North Carolina’s Junior College basketball past: The second of a 4-part series starts with Gardner-Webb’s 1960 dominance led by 2 future pros
North Carolina and the National Junior College Athletic Association Region X area that also includes schools from South Carolina and Virginia has a rich basketball history that dates to the 1920s. We’re doing a four-part series on that history.
Part 1: The early years from 1929 to the 1950s when Belmont Abbey was one of the powers. Link: https://carolinassportshub.com/north-carolinas-junior-college-basketball-past-the-first-of-a-4-part-series-starts-with-belmont-abbeys-early-dominance/
Part 2: The 1960s when changes were coming fast and furious and Gardner-Webb emerged as a dominant program.
Part 3: The 1970s when Gaston College fielded successful teams and one of them nearly advanced to the national tournament.
Part 4: The all-time great coaches and players of Region X and the two recent national championship teams.
By Richard Walker

Before Eddie Holbrook came to Gardner-Webb Junior College as its basketball coach in 1964, the Bulldogs had advanced to two conference tournament title games – winning one – and had never played in the Region X tournament.
When Gardner-Webb played its last junior college game in March 1969, the Bulldogs were the best program in the conference and the region.
Pretty amazing stuff for a coach who didn’t know anything about the school before he was hired as head coach.
“I knew nothing about the place,” Holbrook said of Gardner-Webb and the small town of Boiling Springs in Cleveland County. “I just knew there was a school there. That’s it.”
But once Holbrook found his way there, he quickly turned Gardner-Webb into a powerhouse.
He inherited a basketball program in which only three of its 13 previous coaches had finished with winning records and had never won more than 17 games in any single season.
The 1963-64 Gardner-Webb Bulldogs had had gone 6-21 overall and were a last-place 2-12 in the Western Carolinas Junior College Conference.
Even as the school had won its first conference tournament championship in 1963, the program had lagged behind others in the league like North Greenville; Gardner-Webb had never won at North Greenville and had recently lost 16 straight games to the school.
Holbrook changed the program’s direction by recruiting standout players, some of them of African-American descent.
Like every school but one in the South, Gardner-Webb’s athletic program was all-white when Holbrook became he coach.
But change came quickly.
Soon after Western Carolina became the first integrated athletic program in the South in 1964 with star basketball player Henry Logan, Holbrook said he got the go-ahead from top school administrators to do the same at Gardner-Webb.

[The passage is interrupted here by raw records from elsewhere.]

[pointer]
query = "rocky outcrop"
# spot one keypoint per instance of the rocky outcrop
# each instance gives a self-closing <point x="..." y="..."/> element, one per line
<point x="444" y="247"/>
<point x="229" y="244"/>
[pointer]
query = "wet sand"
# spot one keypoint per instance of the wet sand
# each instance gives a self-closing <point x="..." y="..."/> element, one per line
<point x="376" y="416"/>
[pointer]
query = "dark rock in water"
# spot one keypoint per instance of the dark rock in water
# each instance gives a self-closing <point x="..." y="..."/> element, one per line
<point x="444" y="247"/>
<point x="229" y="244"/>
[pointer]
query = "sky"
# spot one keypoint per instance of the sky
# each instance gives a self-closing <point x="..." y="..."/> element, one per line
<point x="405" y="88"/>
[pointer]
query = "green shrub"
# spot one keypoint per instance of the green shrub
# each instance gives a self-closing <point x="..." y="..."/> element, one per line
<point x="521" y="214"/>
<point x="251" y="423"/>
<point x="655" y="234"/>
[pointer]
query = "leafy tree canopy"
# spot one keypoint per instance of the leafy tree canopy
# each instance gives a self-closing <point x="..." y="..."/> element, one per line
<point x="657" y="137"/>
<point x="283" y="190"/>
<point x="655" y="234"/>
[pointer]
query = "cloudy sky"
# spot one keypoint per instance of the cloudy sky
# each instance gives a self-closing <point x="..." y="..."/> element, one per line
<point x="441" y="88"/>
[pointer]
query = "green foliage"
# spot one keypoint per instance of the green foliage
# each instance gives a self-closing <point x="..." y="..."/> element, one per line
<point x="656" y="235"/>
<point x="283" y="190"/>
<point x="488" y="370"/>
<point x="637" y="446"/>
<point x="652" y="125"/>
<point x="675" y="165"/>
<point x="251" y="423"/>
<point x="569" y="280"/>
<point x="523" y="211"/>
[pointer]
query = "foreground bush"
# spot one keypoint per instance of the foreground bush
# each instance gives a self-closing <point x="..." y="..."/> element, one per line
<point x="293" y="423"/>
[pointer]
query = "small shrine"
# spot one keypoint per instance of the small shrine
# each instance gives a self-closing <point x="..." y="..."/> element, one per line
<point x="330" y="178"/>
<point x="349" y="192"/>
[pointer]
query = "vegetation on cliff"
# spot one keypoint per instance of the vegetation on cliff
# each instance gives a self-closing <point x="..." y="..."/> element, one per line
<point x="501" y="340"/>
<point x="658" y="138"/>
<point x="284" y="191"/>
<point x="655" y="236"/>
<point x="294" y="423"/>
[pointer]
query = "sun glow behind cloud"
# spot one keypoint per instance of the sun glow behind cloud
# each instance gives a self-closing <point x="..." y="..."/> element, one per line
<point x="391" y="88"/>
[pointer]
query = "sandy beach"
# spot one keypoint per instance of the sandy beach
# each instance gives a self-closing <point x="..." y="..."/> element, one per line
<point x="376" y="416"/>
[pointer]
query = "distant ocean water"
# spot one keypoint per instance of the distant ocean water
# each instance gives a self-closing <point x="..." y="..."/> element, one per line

In 1966, he brought in Laurence “Sonny” Johnson from Laurinburg Institute, a private African-American boarding school located 150 miles east of Boiling Springs.
The year Holbrook was recruiting Johnson, Laurinburg Institute had arguably its best team in history as the legendary Earl “The Goat” Manigault, future Hall of Famer Charlie Scott and future Wake Forest standout Charlie Davis were among Johnson’s teammates.
Johnson enrolled at G-W in January 1966 as Holbrook’s first star player, Dennis Childress, was about the finish up his Bulldogs’ career.
By adding talented players like Childress and Johnson, Gardner-Webb won the Western Carolinas Junior College Conference four times in its last five years in the league.
And the best was yet to come, as future Basketball Hall of Famer Artis Gilmore was added in 1967 and future pro George Adams from nearby Kings Mountain was added in 1968.
By 1968, Gardner-Webb would finally reach the National Junior College Athletic Association (NJCAA) national tournament in Hutchinson, Kansas, by downing nemesis Ferrum, Va., in the Region X championship game.
Gardner-Webb went back to the NJCAA national tournament in 1969.
Gilmore, a 7-foot-2 center, ended up leading Jacksonville to the 1970 NCAA championship game before playing 17 years in the ABA and NBA; In 2011, he was inducted into the Naismith Basketball Hall of Fame.

Adams, a 6-foot-5 forward, became Gardner-Webb’s all-time leading scorer by playing in the school’s last year as a junior college and its first three as a senior college. He would play for the NBA Milwaukee Bucks and ABA San Diego Conquistadors.